You know you're a fishkeeper when
not only do angels have nothing to do with heaven but:

a ram is not a sheep
a cat is not a feline
a cockatoo is not a bird
your puffer does not contain Ventolin
the merry widow is not an operetta
the bleeding heart is not a devotional picture
your discus is not for throwing
you'd never think of looking out of the window to see a rainbow
your tinfoil does not reside in the kitchen drawer
you don't go to the hospital to get your x-rays
you think nothing of talking scat in polite company
all your penguins come from the tropics
and none of your pandas eat bamboo

Ha, Ha! Good ones
 
you know youre a fishkeeper when..

you play the " that cloud looks like " game and you keep saying " no , really guys - that cloud is a balloon molly if i ever saw one" :D
 
When you don't need the color chart for your test kit because you memorized what every color means.

When you memorized how to do every single test in your test kit.
 
You know you're a fish keeper when every twig, stump, or branch in the forest is a potential centerpiece for your new Tank Journal on the forum.

........or when you leave the local LFS disgusted, thinking, "God, I should open my own shop."

........when you walk in to your apartment and it smells like a pet store :nod:
 
You know you're a fish keeper when:

You wonder what your tank looks like from the inside out.

Your friends know all of your fish by name.

You spend more time researching and observing your tank then being with your kids.

Someone mentions water and you think about your next partial.

You can't go to sleep because you just set up a new tank.

You start sharing pictures of your tank with strangers on the internet!

You want to slap someone for naming your clown fish "Nemo."

You find yourself in a lfs and don't know how you got there.

Someone mentions algae and you immediately think of your own fuge.

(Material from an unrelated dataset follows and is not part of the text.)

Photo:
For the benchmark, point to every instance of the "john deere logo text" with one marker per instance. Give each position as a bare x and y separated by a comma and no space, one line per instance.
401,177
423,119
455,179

Wow, and I'm guilty of most of these! lol

SB
 
You know you're a fish keeper when:

You wonder what your tank looks like from the inside out.

urm yeah, i ruined a perfectly good web cam trying that find out that one. am in the middle of preparing another attempt lol

you know you are a fish keeper when:

you miss half of Radio 1 big weekend cos its water change n tank maintenence day.